Cancer cells are continually changing shape in response to their surrounding environment. Scientists at the Institute of Cancer Research in London have created “maps” linking this shape-changing to alterations in gene expression and real-world outcomes in breast cancer.
To make their maps, the team looked at a data set with cell-shape measurements for more than 307,000 cells over 18 different breast cancer cell lines, as well as a data set containing the expression of more than 28,000 genes for the same cell lines, according to a statement.
They found that changes in cell shape, which can be caused by physical pressure on the tumor, are reflected in shifts in gene activation. Using their maps, researchers analyzed thousands of samples from nearly 2,000 breast cancer patients, discovering that shape-driven changes in gene expression are related to clinical outcomes.
In particular, the team found that the protein NF-kappaB could promote the growth and spread of cancer cells. This protein is “rarely faulty” in solid tumors, and mechanical forces in the environment surrounding the tumor are involved in causing cell shape to change and switching the NF-kappaB gene on, the scientists determined.
The maps could eventually be used to help guide treatment decisions, tailor therapy to individual patients and improve outcomes.
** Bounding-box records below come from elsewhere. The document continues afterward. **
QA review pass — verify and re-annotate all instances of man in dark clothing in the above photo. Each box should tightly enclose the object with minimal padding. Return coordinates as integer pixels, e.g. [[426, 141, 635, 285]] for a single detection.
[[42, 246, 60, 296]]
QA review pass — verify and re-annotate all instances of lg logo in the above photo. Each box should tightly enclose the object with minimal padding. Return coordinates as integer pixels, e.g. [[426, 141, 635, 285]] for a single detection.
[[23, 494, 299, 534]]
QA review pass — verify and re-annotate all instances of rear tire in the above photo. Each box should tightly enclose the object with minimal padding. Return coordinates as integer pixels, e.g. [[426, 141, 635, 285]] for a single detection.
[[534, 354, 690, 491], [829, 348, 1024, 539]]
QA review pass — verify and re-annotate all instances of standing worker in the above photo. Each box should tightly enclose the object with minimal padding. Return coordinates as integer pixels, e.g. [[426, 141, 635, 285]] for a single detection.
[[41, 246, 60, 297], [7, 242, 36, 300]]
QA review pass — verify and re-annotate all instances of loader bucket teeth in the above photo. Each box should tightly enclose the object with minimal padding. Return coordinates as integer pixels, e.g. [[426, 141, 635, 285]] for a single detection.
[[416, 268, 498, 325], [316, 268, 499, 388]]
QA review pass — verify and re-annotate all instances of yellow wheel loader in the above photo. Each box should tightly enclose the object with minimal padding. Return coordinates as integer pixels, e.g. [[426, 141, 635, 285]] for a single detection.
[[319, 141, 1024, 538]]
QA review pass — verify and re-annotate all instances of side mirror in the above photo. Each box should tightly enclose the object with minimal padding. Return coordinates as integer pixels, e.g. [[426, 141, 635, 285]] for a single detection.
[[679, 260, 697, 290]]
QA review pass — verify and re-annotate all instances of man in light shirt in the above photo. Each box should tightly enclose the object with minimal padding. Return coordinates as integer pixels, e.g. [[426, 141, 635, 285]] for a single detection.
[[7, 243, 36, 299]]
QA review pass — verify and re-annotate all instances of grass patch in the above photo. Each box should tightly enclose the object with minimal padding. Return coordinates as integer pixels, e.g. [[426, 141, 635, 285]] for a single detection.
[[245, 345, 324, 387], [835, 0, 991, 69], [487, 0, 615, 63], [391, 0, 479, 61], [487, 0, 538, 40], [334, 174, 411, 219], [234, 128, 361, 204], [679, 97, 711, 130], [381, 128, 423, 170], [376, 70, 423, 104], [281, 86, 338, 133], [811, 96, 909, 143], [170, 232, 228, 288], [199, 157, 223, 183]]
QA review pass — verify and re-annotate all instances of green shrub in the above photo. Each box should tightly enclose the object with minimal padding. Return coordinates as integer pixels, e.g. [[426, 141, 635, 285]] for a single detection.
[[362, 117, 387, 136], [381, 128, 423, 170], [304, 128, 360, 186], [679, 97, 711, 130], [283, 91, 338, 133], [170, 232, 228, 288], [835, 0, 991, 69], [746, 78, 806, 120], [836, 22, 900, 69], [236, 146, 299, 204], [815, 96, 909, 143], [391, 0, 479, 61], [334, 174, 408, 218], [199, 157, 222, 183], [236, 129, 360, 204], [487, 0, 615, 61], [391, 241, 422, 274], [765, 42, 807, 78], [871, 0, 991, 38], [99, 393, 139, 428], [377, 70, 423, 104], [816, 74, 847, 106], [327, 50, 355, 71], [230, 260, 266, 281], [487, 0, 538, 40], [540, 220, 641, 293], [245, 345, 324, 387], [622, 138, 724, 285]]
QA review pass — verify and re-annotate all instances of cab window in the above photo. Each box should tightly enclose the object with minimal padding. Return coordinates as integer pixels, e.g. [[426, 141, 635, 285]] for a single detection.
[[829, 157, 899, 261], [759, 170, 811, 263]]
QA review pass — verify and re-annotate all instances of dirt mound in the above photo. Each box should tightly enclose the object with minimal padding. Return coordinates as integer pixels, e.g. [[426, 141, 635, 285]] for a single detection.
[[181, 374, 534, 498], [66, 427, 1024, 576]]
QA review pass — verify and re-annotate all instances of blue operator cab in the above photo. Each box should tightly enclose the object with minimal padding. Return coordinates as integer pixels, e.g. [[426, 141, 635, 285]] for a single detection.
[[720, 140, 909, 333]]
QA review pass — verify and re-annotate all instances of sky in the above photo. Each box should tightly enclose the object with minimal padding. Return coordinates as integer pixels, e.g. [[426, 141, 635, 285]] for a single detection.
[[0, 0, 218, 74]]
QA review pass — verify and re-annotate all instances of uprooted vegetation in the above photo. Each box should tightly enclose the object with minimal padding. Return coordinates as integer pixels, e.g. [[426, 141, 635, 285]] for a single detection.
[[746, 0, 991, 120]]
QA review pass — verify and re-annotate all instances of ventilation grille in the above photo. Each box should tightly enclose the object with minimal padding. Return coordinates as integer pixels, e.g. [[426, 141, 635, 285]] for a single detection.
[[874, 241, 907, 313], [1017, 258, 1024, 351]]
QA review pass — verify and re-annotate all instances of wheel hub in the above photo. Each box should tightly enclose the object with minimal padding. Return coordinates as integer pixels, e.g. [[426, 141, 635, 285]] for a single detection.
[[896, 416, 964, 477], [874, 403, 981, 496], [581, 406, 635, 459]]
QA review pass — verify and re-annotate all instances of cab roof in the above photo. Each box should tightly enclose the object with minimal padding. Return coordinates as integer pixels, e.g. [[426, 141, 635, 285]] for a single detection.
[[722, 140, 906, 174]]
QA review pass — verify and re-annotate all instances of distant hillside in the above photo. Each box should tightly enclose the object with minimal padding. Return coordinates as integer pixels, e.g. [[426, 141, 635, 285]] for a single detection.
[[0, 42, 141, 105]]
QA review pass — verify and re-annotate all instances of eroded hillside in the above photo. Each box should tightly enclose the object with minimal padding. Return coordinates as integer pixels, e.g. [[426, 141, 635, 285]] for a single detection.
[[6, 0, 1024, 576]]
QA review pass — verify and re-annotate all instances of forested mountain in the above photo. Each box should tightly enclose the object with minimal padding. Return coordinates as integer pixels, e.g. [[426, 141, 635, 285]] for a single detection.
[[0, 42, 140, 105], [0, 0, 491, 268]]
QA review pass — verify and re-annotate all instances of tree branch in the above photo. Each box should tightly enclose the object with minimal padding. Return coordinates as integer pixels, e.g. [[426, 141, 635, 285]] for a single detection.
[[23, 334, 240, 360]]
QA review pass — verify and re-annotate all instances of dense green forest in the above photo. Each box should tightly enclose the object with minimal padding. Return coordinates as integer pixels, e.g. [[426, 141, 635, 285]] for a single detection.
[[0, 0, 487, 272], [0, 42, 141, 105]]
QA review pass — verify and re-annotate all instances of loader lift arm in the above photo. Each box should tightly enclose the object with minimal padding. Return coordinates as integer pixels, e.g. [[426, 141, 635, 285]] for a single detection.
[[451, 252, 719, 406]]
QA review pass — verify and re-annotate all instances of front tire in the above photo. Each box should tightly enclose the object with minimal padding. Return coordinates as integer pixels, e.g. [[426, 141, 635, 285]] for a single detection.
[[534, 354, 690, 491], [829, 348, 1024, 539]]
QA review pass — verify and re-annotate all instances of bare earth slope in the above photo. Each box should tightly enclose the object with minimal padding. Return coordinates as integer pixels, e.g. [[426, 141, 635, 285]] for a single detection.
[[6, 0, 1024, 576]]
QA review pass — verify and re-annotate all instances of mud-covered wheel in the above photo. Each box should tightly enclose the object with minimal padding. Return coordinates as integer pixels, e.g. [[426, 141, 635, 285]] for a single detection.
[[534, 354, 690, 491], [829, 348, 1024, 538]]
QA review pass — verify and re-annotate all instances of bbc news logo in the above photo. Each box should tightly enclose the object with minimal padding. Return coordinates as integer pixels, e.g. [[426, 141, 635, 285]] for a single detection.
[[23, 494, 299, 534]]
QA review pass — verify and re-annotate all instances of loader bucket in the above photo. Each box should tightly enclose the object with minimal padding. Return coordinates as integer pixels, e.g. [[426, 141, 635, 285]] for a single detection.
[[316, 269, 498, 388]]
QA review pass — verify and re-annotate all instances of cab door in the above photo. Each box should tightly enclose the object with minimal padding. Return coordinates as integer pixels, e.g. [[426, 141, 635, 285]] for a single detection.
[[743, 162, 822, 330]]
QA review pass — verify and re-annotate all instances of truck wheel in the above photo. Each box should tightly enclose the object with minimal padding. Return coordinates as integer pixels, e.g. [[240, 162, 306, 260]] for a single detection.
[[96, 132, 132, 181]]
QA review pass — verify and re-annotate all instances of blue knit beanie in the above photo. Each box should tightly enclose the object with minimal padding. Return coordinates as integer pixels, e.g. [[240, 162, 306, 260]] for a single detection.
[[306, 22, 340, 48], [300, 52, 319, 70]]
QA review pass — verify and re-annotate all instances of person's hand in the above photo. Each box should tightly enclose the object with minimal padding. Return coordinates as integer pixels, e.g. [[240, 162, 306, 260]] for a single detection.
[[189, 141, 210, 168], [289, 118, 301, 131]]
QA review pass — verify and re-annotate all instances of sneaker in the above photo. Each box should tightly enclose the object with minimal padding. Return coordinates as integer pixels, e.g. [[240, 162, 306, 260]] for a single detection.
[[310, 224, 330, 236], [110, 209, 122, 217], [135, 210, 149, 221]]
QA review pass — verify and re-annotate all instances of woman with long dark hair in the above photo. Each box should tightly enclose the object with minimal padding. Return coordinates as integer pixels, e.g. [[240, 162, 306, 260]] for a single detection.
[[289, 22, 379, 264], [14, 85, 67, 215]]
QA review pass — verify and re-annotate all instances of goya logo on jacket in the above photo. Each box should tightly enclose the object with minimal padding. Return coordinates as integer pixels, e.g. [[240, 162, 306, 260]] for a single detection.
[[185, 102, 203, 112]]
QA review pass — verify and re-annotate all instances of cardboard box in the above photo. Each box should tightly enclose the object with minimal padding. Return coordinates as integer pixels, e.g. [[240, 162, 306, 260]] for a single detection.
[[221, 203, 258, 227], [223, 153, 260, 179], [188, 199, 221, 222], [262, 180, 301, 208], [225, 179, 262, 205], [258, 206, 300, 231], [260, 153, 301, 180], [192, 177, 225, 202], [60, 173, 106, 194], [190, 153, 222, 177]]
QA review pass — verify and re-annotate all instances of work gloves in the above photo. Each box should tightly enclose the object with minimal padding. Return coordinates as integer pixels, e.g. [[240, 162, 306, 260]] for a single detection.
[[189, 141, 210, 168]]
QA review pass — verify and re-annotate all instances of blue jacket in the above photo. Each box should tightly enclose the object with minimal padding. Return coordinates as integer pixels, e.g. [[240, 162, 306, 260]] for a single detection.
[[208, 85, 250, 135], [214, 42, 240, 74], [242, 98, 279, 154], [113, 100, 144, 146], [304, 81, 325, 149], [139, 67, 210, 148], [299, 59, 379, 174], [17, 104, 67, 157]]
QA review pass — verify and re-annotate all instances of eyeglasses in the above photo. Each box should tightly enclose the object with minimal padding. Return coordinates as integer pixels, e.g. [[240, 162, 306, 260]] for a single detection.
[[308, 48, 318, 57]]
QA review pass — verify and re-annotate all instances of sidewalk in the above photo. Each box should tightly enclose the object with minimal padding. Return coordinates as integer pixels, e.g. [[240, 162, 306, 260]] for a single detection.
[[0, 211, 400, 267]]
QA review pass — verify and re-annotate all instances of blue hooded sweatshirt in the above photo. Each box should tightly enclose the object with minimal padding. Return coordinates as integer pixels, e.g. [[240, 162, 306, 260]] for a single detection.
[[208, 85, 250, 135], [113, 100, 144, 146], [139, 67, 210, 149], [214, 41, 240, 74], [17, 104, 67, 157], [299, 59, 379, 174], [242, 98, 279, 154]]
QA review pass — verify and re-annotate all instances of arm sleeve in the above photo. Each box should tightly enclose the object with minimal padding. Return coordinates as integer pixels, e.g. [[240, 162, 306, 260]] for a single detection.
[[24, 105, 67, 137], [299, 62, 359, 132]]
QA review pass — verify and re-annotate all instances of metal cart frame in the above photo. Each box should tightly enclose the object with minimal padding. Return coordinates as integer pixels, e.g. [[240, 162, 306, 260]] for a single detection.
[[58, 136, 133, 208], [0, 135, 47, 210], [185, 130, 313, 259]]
“Understanding the links between how a breast cancer looks and acts, alongside its genetic makeup, will help researchers develop a more detailed picture of the disease,” said Karen Vousden, chief scientist at Cancer Research UK, which funded the research.
“The insights and approaches used in this research could one day lead to us being able to tell from appearance, how aggressive someone's cancer is and how likely to spread, helping doctors decide the best course of treatment,” she said.
In other gene-centered approaches, University of Miami researchers have inhibited HDACs, enzymes that regulate gene expression, to target and attack breast and ovarian cancer stem cells. Meanwhile, a team from Imperial College London discovered that boosting the expression of a particular microRNA in aggressive breast cancer cells silenced three genes, and that doing the same in mouse models prevented the spread of cancer.